The excitation and emission wavelengths were set at 645 nanometer and 670 nanometer respectively. For each set of experiments we included different amounts of Alexa Fluor 647 phalloidin in Krebs buffer containing 0.32 molar sucrose. To account for any losses of samples during the washing steps, the samples were transferred from the black to the transparent 96 well plate.

Capturing of the samples was then examined at 440 nanometers. Retention of fluorescent phalloidin is directly proportional to the amount of actin filaments or F-actin levels in the samples. Linearity of phalloidin binding was observed in the range of 50 to 200 microgram proteins.

As a proof of principle, we also tested efficacy of our assay in models for F-actin depolymerization using pharmacological disruption of actin filaments by Latrunculin A, as well as stimulation of F-actin formation by KCl mediated stimulation of isolated synaptic terminals. Fluorescence emission from bound phalloidin can be expressed as either units of bound phalloidin generated from the standard linear curve and are relative to the control samples. For Figure 4, F-actin levels are expressed as micro units of bound phalloidin.

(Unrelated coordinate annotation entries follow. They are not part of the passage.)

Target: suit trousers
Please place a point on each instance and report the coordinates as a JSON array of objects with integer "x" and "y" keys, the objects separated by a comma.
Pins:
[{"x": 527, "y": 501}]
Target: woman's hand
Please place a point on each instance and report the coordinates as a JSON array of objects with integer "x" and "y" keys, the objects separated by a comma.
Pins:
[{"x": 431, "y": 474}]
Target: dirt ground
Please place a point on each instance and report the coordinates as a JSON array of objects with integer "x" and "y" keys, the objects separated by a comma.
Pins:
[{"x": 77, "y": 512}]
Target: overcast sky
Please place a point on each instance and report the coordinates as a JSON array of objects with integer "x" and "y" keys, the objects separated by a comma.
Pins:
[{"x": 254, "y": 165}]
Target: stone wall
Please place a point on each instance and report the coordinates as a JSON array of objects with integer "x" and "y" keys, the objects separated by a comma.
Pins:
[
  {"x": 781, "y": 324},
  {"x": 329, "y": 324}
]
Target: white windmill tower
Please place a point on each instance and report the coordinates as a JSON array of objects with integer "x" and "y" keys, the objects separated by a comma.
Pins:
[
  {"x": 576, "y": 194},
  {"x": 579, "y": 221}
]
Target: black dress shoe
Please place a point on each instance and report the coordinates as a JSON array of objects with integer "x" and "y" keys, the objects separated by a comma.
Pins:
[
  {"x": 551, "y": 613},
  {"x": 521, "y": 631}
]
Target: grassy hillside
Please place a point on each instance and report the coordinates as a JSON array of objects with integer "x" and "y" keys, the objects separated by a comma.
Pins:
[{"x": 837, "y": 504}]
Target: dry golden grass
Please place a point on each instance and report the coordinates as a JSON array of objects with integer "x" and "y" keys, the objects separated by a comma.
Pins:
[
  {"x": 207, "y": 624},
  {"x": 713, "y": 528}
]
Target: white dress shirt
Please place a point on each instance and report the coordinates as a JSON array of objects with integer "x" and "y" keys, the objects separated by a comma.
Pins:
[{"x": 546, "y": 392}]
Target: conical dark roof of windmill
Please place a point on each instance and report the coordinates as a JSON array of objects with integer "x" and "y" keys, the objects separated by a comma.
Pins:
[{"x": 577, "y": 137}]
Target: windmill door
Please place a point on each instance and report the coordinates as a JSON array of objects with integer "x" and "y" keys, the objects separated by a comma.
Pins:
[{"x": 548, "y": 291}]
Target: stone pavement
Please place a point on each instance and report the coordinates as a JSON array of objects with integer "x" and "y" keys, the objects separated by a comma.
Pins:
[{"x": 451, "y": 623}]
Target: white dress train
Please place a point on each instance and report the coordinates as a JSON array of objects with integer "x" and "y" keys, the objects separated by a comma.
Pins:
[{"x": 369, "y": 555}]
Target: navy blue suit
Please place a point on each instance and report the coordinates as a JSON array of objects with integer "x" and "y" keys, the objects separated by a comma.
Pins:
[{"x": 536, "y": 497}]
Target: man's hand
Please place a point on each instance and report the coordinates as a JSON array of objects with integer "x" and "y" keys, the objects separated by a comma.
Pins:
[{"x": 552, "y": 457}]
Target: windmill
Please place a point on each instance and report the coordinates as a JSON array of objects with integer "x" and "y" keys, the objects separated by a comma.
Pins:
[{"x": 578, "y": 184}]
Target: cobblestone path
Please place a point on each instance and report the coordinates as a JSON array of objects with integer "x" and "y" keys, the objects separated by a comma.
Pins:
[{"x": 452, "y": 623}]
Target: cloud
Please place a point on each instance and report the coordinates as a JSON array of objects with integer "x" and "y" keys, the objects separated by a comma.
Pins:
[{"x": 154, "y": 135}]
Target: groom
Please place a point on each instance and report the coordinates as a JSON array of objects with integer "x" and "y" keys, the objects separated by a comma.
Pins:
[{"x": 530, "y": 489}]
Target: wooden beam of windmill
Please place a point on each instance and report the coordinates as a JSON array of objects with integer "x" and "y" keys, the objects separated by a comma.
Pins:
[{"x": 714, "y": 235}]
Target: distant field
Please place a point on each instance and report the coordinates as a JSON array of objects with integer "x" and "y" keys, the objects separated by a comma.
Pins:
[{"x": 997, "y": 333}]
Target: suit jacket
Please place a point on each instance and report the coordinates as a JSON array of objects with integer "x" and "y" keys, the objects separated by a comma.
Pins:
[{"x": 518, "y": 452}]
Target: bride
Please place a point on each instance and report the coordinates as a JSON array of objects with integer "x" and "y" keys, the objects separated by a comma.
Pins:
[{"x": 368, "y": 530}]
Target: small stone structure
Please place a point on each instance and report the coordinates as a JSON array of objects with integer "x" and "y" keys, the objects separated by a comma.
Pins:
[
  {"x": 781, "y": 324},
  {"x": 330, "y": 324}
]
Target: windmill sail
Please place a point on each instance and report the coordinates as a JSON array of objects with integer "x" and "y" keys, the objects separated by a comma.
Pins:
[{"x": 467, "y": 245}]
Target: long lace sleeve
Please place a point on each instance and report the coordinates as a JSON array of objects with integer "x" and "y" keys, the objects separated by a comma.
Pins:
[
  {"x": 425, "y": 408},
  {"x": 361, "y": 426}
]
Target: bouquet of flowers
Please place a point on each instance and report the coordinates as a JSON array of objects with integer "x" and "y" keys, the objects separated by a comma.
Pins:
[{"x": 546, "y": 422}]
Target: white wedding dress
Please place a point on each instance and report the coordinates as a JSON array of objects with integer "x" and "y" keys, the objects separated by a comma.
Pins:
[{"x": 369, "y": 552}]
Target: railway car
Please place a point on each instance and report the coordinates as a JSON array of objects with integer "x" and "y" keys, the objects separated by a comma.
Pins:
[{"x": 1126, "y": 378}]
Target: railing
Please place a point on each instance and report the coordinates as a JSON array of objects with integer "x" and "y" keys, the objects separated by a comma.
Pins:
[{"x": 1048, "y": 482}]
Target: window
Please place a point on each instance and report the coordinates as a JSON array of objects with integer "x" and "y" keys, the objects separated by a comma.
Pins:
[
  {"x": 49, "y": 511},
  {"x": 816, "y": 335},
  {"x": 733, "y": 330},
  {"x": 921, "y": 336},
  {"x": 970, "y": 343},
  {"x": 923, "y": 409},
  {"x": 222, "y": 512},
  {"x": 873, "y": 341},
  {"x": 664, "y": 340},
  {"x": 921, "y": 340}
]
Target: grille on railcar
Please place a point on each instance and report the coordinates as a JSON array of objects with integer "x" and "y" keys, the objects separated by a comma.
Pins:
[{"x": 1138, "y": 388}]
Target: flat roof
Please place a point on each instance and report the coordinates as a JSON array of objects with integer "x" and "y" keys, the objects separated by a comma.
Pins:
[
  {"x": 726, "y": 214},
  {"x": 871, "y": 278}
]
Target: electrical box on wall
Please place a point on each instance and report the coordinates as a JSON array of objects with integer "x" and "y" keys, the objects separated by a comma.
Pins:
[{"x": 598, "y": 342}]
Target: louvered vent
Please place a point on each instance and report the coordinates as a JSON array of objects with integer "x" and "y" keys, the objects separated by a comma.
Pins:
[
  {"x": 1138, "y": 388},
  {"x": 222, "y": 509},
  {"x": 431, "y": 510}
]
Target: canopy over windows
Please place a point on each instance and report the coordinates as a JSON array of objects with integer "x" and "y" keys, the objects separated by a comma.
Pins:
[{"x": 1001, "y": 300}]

On the other hand, for Figure 5 F-actin levels in the depolarized synaptic fragments are expressed relative to the control undepolarized samples. We describe a robust, time-efficient and high throughput assay for analysis of actin filaments, or F-actin, and its alterations in physiological and pathophysiological states suitable for a 96 well plate format. The assay is much faster than existing alternative protocols and can serve as an essential tool in actin-related studies, either alone or in combination with existing immunohistochemistry and Western blotting based assays.